El embarazo es una etapa única y transformadora, llena de cambios físicos y emocionales que marcan un antes y un después en la vida de una mujer. Todo cambia en el embarazo, sí, incluso las cremas que usas en tu rutina facial. En este contexto, el cuidado personal adquiere un valor especial, porque no se trata solo de belleza, sino de bienestar y seguridad. Una vez que confirmas que estás embarazada y tienes todas las instrucciones del médico para cuidar tu bienestar (ya sabes, ¡despídete del jamón por una temporada!), llega el momento de prestar atención a los cosméticos que aplicas en tu piel.
Lo que no siempre se sabe es que existen ingredientes prohibidos, que conviene evitar en el embarazo, presentes en cremas, sérums, tintes o tratamientos corporales. Estos activos pueden absorberse a través de la piel, inhalarse o tener efectos adversos en esta etapa tan delicada. Por eso, conocer qué productos de belleza no deben usar las embarazadas es fundamental para proteger tanto tu salud como la de tu bebé.
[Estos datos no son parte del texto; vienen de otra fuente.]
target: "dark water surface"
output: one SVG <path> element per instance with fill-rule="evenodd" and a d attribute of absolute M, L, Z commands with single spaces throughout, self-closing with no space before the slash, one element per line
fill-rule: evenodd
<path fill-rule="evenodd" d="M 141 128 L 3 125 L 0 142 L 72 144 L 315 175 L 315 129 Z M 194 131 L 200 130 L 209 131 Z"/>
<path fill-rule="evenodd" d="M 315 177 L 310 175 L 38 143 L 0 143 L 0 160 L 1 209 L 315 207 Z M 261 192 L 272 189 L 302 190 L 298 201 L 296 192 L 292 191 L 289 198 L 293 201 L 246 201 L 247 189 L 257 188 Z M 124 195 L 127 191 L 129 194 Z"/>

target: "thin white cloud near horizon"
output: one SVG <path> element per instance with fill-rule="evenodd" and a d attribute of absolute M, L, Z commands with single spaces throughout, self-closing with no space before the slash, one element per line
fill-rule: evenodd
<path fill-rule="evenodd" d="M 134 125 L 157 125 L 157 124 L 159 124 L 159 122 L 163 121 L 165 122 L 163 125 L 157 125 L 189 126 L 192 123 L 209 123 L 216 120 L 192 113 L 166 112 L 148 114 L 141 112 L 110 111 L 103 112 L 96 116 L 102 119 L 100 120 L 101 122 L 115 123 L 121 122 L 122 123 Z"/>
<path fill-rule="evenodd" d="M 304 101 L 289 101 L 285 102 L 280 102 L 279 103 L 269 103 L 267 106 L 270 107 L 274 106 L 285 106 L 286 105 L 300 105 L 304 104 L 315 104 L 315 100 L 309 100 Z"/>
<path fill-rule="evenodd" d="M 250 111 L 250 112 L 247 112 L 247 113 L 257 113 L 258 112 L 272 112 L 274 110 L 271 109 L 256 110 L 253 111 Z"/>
Hay varias dudas sobre lo que sí podemos o no podemos usar: ¿aceites esenciales?, ¿retinol?, ¿despigmentantes? En todo lo que respecta a un embarazo, lo mejor es siempre preguntar a un profesional de la salud, es por eso que hemos consultado dermatólogas y farmacéuticas, para saber con certeza qué ingredientes están contraindicados durante la gestación y por qué.
QUÉ COSMÉTICOS EVITAR DURANTE EL EMBARAZO Y CUÁLES SON SEGUROS | ¿ACNÉ EN EL EMBARAZO?- DERMATOLOGÍA
Cambios en la Piel Durante el Embarazo
Durante el embarazo, el cuerpo y, claro, también la piel, cambian. Existen ingredientes que debemos evitar porque pueden ser perjudiciales para el feto y otros que se recomienda no usar ya que pueden alterar nuestra piel. “Durante la etapa del embarazo, el cuerpo sufre una gran revolución conllevando cambios que afectan a la piel debido a diferentes factores como son los cambios hormonales y que pueden desencadenar problemas dermatológicos como el cloasma (hiperpigmentación), acné, sequedad y/o sensibilidad”, explica la farmacéutica Cristina de la Cruz.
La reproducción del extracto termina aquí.